Schon die Ankündigung eines gottgeweihten Sohnes verunsichert, ja, überfordert Manoach. Da kommt plötzlich eine Aufgabe auf ihn zu, die den normalen Erfahrungshorizont überschreitet. Wie schön, dass er sich damit direkt an Gott wendet und um Hilfestellung bittet (V. 8)! Und Gott hört ihn! Aber anscheinend braucht Manoach keine weiteren Infos zur Erziehung des Kindes (V. 13f.). Gott sagt, was wichtig ist (V. 5) und lässt ansonsten Freiraum! Es muss Manoach genügen, dass Gott selbst ihm begegnet und dass er um ihn als Auftraggeber für den besonderen Erziehungsauftrag weiß.
Gottesart
Gott geht mit Manoach einen Weg: Er schickt den Engel ein zweites Mal. Der Engel gibt den Hinweis, dass sein Name „zu wunderbar“ ist, um genannt zu werden (V. 18) und dass ein Opfer statt Gastfreundschaft angebracht ist (V. 16). Erst das übernatürliche Verschwinden des Mannes öffnet Manoach die Augen, dass er dem Engel Gottes begegnet ist. Er reagiert panisch (V. 22). Hier geschieht etwas, das er nicht denken kann. Manoach rechnet mitten im Alltag nicht mit einer göttlichen Begegnung. Er denkt, fühlt und handelt so, wie es seiner bisherigen Lebenserfahrung entspricht. Wie schön, dass Gott sich nicht zu schade ist, sich Manoach Stück für Stück zu erkennen zu geben. Gott ist nicht immer eindeutig erkennbar und er offenbart sich nicht jedem zu allen Zeiten. Aber er kennt seine Menschen und weiß, was sie brauchen.

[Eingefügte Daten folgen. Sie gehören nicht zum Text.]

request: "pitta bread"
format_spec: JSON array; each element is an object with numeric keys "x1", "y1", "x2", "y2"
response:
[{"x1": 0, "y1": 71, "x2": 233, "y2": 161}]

Er begegnete Hanna, der Mutter Samuels, anders als Zacharias, dem Vater Johannes des Täufers, und Manoach wieder anders.
Fazit
Gott führt den Geschichtsfaden weiter – auch heute – durch Zeiten der Bedrängnis und der Hilfe und durch ganz verschiedene Personen, damit sich sein Volk (wir als Christen inbegriffen) wieder auf seinen Gott besinnt. Gott ist bereit, den Weg mit seinen, so unterschiedlich tickenden Menschen mitzugehen. Er gibt sich nicht immer zu erkennen, aber er verhilft zur Erkenntnis, wenn und soweit wir sie brauchen. Wie so oft ist es die Gottesbegegnung, die den Unterschied macht – nicht die gewünschte Antwort auf die gestellte Frage.
Fragen zum Gespräch
- Was ist die „Art“ von Manoachs Frau?
- Wir unterhalten uns über Gottes „Art“ anhand unserer Erfahrung mit Gott. In welcher Person finden wir uns wieder?